HANFORD — Taking a trip “Down Under” is as easy as going to the local library branch this week.
Kings County libraries will host “Didgeridoo Down Under,” an educational and entertaining program about all things Australian, presented through the prism of the island continent’s most popular musical instrument — the didgeridoo.
“We’re very lucky in that the instrument we love captivates everyone else. It creates an immediate connection with the audience because the sound is so unique,” Didgeridoo Down Under founder and performer Darren Liebman said. “Many people will describe the sound as connecting to your inner being. And just on a physical level, the vibrations will strike a chord with people on a deep level. It’s otherworldly.”
A didgeridoo is a large wind instrument invented by the indigenous people of Australia. Archeological research shows that the instrument has been a part of Aboriginal culture for 1,500 years, though some people believe that the didgeridoo dates back 40,000 years or more.

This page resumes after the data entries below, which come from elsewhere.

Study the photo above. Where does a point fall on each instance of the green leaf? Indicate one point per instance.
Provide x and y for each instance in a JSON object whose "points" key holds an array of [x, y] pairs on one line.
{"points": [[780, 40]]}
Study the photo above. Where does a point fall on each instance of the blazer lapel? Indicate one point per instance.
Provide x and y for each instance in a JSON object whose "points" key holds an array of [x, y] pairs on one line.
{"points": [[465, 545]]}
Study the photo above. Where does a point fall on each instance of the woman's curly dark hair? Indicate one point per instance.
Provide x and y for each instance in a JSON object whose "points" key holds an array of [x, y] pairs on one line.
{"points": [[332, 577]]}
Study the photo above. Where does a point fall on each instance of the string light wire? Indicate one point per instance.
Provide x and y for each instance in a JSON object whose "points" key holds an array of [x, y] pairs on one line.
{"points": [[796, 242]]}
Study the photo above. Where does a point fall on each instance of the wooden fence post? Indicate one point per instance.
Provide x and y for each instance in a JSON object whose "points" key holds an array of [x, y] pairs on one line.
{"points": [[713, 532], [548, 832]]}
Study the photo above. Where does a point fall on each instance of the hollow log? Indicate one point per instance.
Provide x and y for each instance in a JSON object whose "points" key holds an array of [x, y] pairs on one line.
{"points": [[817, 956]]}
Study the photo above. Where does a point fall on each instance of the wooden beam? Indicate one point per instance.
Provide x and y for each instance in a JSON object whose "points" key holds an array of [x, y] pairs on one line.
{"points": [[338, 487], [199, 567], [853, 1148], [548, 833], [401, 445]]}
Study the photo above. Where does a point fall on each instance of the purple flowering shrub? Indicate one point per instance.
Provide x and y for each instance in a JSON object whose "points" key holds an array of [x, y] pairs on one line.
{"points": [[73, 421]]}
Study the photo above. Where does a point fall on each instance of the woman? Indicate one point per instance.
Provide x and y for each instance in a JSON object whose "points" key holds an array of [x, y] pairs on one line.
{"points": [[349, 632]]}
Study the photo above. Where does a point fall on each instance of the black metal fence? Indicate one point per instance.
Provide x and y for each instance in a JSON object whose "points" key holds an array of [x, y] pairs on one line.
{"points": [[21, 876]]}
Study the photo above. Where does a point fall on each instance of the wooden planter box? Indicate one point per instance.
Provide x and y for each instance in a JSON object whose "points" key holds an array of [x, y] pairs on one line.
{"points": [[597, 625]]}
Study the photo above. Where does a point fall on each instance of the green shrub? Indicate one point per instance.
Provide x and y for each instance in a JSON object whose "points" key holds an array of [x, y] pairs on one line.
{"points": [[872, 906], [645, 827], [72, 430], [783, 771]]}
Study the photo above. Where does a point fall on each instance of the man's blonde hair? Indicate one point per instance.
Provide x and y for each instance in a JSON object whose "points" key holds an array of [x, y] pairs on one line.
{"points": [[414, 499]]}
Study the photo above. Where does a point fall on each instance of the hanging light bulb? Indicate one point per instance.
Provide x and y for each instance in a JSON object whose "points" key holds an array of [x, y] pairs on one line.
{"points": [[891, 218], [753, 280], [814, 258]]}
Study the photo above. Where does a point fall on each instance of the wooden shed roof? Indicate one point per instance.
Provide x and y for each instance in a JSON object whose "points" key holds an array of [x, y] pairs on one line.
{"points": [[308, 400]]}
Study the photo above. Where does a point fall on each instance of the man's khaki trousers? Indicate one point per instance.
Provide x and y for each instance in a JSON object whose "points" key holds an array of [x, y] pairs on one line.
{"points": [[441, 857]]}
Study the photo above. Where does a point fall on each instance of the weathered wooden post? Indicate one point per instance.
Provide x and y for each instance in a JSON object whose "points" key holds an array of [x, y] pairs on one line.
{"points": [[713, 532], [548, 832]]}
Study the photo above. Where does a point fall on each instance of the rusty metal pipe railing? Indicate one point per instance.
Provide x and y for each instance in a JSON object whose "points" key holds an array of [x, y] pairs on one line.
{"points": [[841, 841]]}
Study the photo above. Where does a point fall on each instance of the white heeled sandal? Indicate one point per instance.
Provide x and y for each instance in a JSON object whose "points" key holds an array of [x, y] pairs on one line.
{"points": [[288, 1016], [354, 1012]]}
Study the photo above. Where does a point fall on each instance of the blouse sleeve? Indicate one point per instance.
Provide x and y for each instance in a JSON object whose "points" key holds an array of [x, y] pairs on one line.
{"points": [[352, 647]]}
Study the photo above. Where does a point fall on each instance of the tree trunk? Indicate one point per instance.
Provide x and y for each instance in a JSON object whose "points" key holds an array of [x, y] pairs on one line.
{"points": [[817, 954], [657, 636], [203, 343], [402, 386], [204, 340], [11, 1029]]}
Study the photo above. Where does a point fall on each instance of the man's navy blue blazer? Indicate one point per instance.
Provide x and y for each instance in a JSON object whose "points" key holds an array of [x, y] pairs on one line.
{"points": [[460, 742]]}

Liebman founded Didgeridoo Down Under about 15 years ago with a desire to combine music and entertainment with a message of acceptance of other cultures and environmentalism.
The shows expose children and parents to the parts of Australian culture that doesn’t necessarily get much spotlight time.
The company has performers all over the United States, including Los Angeles-based William Thoren who is performing at various Kings County spots this week.
“He’s a world-class didgeridoo player. And not only is he exceptionally talented, but he plays a funky style that kids really dig. He’s very talented,” Liebman said.
Thoren has been playing for almost 20 years, ever since his brother brought one of the instruments home. Years later, Thoren realized that playing and making didgeridoos was what he wanted to do as a career while traveling as a roadie for William Barton, a world-famous didgeridoo musician with the Sydney Symphony, whose passion rubbed off on Thoren.
Thoren traveled through the Australian bush with Barton and shares photos and stories of that adventure with audiences during the Didgeridoo Down Under performances.
“Kids get to moving around and dancing. There’s a lot of interaction during shows,” Thoren said. “Most of the time, they’re just amazed and super engaged.”
Thoren has also collaborated with George Clinton of legendary funk band Parliament Funkadelic and is also in a band called Gorangutang with Clinton’s grandson, rapper "Tra’zae” Clinton.